Na última quarta-feira, 2 de setembro de 2026, o deputado federal Carlos Jordy, do PL do Rio de Janeiro e atual vice-líder da Oposição na Câmara, apresentou um pedido formal de impeachment do procurador-geral da República, Paulo Gonet. O documento, endereçado ao presidente do Senado, Davi Alcolumbre, levanta sérias alegações contra Gonet, especialmente em relação à sua defesa da anulação de investigações que envolvem o caso Moraes-Vorcaro.
O contexto que motivou esta ação ocorreu na terça-feira anterior, quando Gonet requereu a nulidade de um relatório da Polícia Federal que menciona uma suposta proximidade entre Alexandre de Moraes, ministro do Supremo Tribunal Federal, e Daniel Vorcaro, ex-fundador do extinto Banco Master. O procurador-geral também é mencionado no relatório da PF, que aponta que ele e Vorcaro teriam iniciado um relacionamento durante um evento em Londres, financiado pela instituição financeira mencionada.
Na sua argumentação, Gonet defendeu que a investigação deveria ser considerada nula, alegando abuso de poder por parte do relator do caso, o ministro André Mendonça. Em suas palavras, “a um juiz não cabe acusar, menos ainda realizar investigações pré-processuais, utilizando a polícia judiciária como uma extensão de suas próprias atividades”.
O pedido de impeachment apresentado por Jordy destaca que Gonet teria cometido crimes de responsabilidade, justificando a solicitação com a alegação de que ele agiu de maneira incompatível com a dignidade do cargo, emitiu pareceres quando legalmente suspeito e falhou em cumprir suas obrigações profissionais adequadamente.
Além disso, o deputado mencionou uma viagem a Londres que foi oferecida por Vorcaro ao procurador, incluindo a presença do filho de Gonet, Pedro, nesse contexto.

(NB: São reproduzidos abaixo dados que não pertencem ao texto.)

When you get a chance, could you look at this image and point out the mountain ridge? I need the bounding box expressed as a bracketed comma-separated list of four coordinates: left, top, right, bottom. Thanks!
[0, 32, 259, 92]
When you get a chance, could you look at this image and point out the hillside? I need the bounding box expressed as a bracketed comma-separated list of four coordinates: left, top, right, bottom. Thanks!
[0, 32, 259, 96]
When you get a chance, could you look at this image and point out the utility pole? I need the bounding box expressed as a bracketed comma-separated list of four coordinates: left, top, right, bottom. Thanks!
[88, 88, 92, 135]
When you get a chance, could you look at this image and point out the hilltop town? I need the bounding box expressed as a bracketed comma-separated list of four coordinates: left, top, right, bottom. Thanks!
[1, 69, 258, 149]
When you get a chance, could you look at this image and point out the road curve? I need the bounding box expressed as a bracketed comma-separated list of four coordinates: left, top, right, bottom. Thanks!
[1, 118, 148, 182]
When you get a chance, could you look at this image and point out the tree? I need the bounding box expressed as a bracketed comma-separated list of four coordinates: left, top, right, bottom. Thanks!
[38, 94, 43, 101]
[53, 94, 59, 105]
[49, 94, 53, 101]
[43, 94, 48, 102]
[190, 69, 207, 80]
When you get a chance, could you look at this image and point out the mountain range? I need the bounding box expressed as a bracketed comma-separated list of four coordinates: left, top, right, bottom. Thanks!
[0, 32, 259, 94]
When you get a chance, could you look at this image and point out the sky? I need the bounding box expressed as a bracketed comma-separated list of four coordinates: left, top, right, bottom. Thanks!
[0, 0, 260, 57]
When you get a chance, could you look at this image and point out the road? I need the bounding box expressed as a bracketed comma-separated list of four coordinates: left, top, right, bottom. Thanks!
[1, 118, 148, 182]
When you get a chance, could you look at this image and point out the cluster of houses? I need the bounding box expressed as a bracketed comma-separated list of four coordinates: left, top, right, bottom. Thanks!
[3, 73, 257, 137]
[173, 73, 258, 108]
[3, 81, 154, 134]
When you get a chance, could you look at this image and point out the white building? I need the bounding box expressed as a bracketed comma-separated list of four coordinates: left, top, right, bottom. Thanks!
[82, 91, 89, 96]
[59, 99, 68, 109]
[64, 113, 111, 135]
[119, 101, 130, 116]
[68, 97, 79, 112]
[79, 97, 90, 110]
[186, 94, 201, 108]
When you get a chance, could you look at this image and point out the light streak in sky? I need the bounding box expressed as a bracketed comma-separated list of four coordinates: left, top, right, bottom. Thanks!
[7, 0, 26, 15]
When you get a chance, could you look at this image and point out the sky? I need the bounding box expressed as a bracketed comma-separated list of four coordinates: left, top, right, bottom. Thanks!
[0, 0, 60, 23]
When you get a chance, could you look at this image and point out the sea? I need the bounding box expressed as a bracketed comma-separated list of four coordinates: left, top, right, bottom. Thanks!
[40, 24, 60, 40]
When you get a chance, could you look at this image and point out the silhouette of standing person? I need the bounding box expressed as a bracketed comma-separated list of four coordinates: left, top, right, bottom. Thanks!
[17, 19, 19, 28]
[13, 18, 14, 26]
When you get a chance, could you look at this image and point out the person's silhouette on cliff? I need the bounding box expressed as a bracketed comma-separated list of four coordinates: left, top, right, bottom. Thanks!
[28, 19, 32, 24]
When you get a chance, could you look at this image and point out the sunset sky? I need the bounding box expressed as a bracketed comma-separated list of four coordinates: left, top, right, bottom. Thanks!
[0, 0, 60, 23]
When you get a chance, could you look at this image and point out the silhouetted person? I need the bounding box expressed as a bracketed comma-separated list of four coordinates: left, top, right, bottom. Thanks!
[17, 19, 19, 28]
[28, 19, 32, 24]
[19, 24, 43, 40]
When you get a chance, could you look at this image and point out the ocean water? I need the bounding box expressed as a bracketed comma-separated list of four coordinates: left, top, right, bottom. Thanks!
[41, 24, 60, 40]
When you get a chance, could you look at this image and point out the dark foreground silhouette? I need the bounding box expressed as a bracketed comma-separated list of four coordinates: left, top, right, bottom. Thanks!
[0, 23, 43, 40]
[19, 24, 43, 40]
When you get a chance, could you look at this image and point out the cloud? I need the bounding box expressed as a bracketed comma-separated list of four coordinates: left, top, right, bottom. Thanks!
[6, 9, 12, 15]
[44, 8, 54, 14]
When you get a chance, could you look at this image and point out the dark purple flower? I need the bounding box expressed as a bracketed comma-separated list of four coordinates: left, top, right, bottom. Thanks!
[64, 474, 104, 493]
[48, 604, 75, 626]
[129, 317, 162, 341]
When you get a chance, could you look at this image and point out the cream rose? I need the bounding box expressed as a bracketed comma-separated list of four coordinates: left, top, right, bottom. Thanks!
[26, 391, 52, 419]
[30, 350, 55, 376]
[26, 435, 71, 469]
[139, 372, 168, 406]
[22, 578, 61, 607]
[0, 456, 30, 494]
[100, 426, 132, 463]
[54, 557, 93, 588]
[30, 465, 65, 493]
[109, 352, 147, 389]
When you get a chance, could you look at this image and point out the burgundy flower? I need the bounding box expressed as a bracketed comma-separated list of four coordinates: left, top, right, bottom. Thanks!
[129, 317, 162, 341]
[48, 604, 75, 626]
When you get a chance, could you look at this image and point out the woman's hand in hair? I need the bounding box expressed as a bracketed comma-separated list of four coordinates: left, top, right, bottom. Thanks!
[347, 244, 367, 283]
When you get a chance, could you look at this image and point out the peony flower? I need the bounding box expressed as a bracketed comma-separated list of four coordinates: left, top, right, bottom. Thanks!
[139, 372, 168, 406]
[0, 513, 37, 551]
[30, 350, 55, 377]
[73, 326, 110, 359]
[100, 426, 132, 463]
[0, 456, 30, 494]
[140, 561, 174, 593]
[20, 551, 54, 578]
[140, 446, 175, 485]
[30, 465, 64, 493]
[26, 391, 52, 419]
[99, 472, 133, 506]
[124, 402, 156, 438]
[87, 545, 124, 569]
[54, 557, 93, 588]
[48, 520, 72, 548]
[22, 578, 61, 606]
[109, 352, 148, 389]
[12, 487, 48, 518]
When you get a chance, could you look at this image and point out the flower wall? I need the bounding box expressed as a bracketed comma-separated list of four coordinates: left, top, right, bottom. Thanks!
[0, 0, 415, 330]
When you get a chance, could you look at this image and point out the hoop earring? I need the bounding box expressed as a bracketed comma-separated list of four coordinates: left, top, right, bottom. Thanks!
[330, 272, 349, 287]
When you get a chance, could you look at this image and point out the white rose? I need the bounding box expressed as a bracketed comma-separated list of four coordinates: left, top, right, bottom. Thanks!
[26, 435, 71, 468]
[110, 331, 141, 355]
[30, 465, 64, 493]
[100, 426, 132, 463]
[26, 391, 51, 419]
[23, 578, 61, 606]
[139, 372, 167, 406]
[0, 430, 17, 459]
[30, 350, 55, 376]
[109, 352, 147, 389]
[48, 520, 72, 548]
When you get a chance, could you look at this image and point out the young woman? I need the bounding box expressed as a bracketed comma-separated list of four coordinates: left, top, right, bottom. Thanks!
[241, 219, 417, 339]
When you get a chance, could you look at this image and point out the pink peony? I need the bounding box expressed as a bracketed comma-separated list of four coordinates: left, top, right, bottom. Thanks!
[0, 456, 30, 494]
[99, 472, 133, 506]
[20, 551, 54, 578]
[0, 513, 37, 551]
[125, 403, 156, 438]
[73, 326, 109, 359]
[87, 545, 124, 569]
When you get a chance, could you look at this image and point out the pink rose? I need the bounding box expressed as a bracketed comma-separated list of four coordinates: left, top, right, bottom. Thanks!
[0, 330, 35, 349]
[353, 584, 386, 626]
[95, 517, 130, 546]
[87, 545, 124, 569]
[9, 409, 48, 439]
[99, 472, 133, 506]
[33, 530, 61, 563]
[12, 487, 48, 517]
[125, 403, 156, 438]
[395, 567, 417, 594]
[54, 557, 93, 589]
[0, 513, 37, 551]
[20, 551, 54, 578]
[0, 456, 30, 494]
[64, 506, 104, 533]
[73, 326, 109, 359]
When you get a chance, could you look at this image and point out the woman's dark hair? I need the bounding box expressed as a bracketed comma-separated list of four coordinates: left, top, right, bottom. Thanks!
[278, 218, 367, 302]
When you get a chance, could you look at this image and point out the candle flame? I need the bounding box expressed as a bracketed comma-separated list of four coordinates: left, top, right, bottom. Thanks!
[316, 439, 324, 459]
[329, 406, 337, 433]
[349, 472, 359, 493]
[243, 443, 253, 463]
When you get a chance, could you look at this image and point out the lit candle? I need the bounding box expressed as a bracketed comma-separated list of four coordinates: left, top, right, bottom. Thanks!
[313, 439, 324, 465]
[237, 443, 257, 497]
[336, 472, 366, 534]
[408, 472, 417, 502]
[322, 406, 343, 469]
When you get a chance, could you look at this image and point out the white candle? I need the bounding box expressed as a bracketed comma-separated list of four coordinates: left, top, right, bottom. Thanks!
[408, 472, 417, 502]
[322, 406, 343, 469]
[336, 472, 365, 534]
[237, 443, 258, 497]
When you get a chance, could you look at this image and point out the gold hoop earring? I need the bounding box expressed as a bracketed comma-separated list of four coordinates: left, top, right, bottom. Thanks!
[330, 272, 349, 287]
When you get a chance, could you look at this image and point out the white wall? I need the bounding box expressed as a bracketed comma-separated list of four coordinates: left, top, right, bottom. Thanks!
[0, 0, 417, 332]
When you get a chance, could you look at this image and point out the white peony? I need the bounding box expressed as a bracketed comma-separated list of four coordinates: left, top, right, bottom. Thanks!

Uma anotação de Vorcaro que menciona “Paulo” também foi citada, levando à suspeita de que se referia a Gonet, embora a Polícia Federal ainda esteja investigando essa possibilidade.
O pedido de impeachment também sugere que Gonet seja proibido de exercer qualquer função pública por um período de até cinco anos, além de solicitar a divulgação de documentos relacionados à viagem e às manifestações assinadas por Gonet em processos ligados ao Banco Master.

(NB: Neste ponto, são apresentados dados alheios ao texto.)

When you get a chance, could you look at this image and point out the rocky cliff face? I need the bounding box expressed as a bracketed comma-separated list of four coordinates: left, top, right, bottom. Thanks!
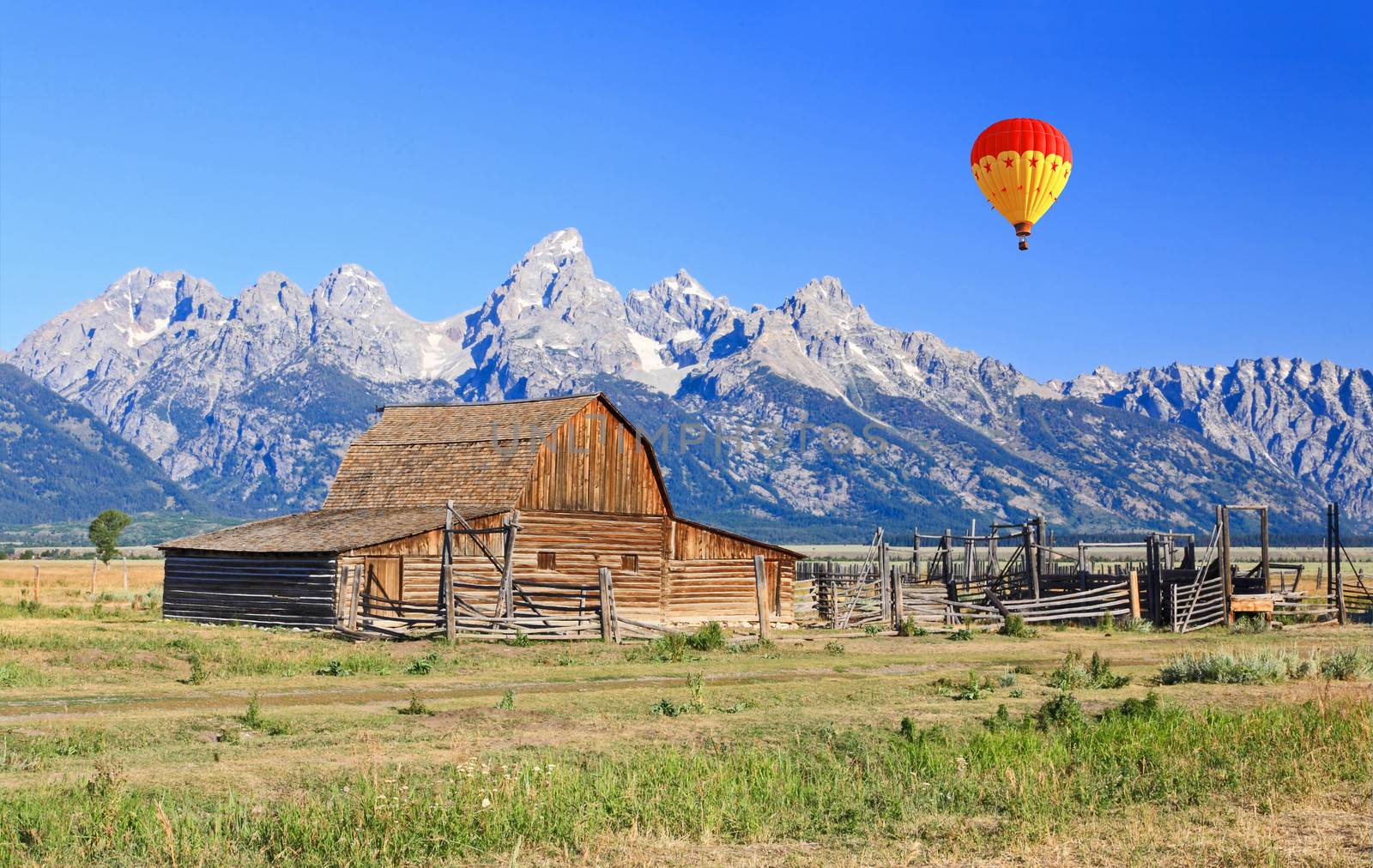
[12, 229, 1373, 539]
[1059, 357, 1373, 518]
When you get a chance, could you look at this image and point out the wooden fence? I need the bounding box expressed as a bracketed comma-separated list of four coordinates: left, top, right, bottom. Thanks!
[796, 560, 1138, 629]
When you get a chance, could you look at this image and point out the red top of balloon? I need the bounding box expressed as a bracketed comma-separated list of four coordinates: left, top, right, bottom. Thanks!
[972, 118, 1073, 165]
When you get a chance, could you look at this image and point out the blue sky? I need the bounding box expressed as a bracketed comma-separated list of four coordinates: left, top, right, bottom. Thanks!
[0, 2, 1373, 377]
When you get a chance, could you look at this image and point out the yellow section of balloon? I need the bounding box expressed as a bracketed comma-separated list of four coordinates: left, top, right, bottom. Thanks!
[972, 151, 1073, 224]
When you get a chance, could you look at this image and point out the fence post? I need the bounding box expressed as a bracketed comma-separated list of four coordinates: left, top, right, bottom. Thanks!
[1020, 523, 1039, 600]
[753, 555, 771, 639]
[501, 509, 519, 624]
[876, 527, 891, 624]
[1219, 504, 1234, 624]
[439, 500, 457, 642]
[1330, 503, 1346, 626]
[348, 564, 362, 630]
[1259, 507, 1273, 594]
[1130, 570, 1140, 618]
[881, 543, 906, 633]
[597, 567, 615, 644]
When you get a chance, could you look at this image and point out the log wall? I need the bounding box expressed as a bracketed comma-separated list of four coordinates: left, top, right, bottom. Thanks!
[162, 550, 338, 629]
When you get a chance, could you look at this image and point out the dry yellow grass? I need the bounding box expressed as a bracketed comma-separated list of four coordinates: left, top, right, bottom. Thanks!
[0, 560, 162, 606]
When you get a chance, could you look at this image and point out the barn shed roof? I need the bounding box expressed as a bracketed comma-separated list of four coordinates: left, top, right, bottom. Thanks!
[158, 504, 469, 555]
[324, 395, 600, 515]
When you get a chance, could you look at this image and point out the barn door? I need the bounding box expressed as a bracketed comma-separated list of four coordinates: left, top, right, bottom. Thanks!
[364, 558, 401, 615]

Não apenas Carlos Jordy fez essa solicitação. Outros membros da Oposição, como o senador Rogério Marinho e os deputados Marcel Van Hattem e Cabo Gilberto, também protocolaram pedidos semelhantes, afim de que a conduta do procurador Gonet seja investigada. Marinho, por exemplo, já encaminhou uma notícia-crime ao vice-procurador Hindemburgo Chateaubriand, solicitando uma apuração sobre possíveis crimes de responsabilidade cometidos por Gonet.
Por sua vez, o senador Carlos Viana compartilhou em suas redes sociais que pediu ao presidente do STF, Edson Fachin, que afaste Gonet de suas funções, citando sua relação com o Banco Master como um motivo relevante para essa ação.